According to Shao Ning, director-general of the Department of Enterprise Reform at the State Economic and Trade Commission, China’s growing income gap between the rich and poor is natural and could help spur economic efficiency.
In traditional Chinese culture, Shao says, egalitarianism did not play a significant role and only came to prominence with the communist idea of equal distribution.
He added that communism is supposed to be built upon a very wealthy society created through hard work by everyone, but “given the mindset of our society and the current level of development, I’m not sure that kind of egalitarianism is realistic.”
“Stressing greater distribution efficiency and creating a fairer society are the best ways to go,” Shao notes, adding that the government should actively redistribute wealth by taxing the rich.
Kuhn’s access to a handful of head honchos in China Inc also reveals the tenacity of Chinese entrepreneurs.
Wang Hai, chief executive of shoemaker Doublestar noted that it was his experience in the Vietnam War that gave him the willpower to compete in the shoe market.
“To be successful on either of these battlefields, you first need to have the will to defeat your enemies,” says Wang who started peddling his shoes to department stores when they failed to sell in the 1980s.
This was considered a menial task that senior managers in China’s old planned economy would not take up.

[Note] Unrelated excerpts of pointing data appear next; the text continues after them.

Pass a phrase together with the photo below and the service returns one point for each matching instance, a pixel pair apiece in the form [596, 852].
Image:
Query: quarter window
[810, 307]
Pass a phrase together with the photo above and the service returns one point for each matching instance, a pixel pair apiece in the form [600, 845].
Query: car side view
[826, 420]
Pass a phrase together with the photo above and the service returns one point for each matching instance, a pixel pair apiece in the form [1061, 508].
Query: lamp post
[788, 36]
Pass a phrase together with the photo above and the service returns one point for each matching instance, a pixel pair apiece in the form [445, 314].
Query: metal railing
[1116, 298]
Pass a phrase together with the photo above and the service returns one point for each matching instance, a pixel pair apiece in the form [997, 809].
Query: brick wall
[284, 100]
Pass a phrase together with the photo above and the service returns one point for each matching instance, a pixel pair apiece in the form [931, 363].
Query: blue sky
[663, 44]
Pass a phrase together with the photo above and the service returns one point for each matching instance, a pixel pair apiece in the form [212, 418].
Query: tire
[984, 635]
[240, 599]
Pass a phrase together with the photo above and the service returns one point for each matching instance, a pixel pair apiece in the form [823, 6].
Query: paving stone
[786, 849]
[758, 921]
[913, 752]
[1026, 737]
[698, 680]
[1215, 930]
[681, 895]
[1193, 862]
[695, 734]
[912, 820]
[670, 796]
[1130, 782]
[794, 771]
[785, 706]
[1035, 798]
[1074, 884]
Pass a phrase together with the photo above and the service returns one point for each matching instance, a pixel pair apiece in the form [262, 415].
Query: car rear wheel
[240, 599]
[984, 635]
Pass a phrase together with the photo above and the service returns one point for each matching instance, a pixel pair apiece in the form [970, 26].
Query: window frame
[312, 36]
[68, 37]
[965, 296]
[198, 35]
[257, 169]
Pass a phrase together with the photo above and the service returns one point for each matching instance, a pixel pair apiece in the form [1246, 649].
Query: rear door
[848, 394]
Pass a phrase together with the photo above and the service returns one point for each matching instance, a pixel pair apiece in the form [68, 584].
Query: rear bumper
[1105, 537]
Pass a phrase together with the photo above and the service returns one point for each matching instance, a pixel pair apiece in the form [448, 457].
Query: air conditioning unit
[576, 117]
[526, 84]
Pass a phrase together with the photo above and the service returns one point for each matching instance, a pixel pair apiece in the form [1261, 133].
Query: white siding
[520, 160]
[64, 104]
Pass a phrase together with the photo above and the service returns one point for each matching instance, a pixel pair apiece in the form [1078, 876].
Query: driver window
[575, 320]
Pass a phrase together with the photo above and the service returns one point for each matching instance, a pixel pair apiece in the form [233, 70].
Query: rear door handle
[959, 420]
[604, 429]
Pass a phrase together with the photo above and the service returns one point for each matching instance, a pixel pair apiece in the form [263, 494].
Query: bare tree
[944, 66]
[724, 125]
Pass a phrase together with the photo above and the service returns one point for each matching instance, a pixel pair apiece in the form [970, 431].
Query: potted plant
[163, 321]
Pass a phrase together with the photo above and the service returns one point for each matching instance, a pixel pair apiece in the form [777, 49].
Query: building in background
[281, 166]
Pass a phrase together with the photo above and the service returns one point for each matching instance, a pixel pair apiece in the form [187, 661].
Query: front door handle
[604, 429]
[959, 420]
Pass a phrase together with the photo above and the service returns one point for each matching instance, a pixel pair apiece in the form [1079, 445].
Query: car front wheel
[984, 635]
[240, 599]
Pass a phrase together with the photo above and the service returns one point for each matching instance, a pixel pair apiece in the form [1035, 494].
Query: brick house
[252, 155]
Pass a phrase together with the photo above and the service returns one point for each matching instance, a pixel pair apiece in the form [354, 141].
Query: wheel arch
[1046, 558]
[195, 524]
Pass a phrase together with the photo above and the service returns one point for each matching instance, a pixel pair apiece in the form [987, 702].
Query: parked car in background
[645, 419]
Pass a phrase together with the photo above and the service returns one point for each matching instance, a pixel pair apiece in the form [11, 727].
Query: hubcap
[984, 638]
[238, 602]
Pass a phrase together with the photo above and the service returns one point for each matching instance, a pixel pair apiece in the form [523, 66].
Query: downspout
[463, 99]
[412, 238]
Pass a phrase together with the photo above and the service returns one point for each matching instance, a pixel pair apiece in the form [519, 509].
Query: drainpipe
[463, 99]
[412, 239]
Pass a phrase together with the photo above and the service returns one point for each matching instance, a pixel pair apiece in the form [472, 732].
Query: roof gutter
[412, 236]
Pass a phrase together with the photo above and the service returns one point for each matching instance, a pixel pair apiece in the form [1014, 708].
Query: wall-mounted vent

Because of Wang’s dogged determination to understand market forces, Doublestar is now the biggest shoemaker in China with 3,000 chain stores, 40,000 employees and healthy profit margins.
But Kuhn never touched on what Wang did to engineer the turnaround at Doublestar after approaching the stores, leaving readers with more questions than answers.
The last few chapters, dedicated to dispelling misconceptions about China arising out of high expectations on the country’s international responsibility and “media-directed preconditioning” sums up the book’s goal to promote greater understanding of China.
An unnamed Chinese leader told Kuhn: “Everybody always exaggerates China. When for more than a century the world thought us weak, we weren’t really so weak. And now when the world thinks us strong, we aren’t really so strong (sic).”
Calling for a more balanced view, Kuhn argues that an aggressive China does not make sense in the real world, unless an economic catastrophe occurs.
He predicts that China’s economy will grow, living standards will rise and the country will be more democratic and prosperous – a bulwark of stability in world geopolitics.
Along the way, China will continue to embrace communism, Kuhn says, though the term now stands for something beyond the 19th century system of public ownership and centrally planned production.
“To reach this ideal state, China must pass through a stage that looks a lot like capitalism – indeed, some suggest that capitalism is the early or first stage of communism,” he adds.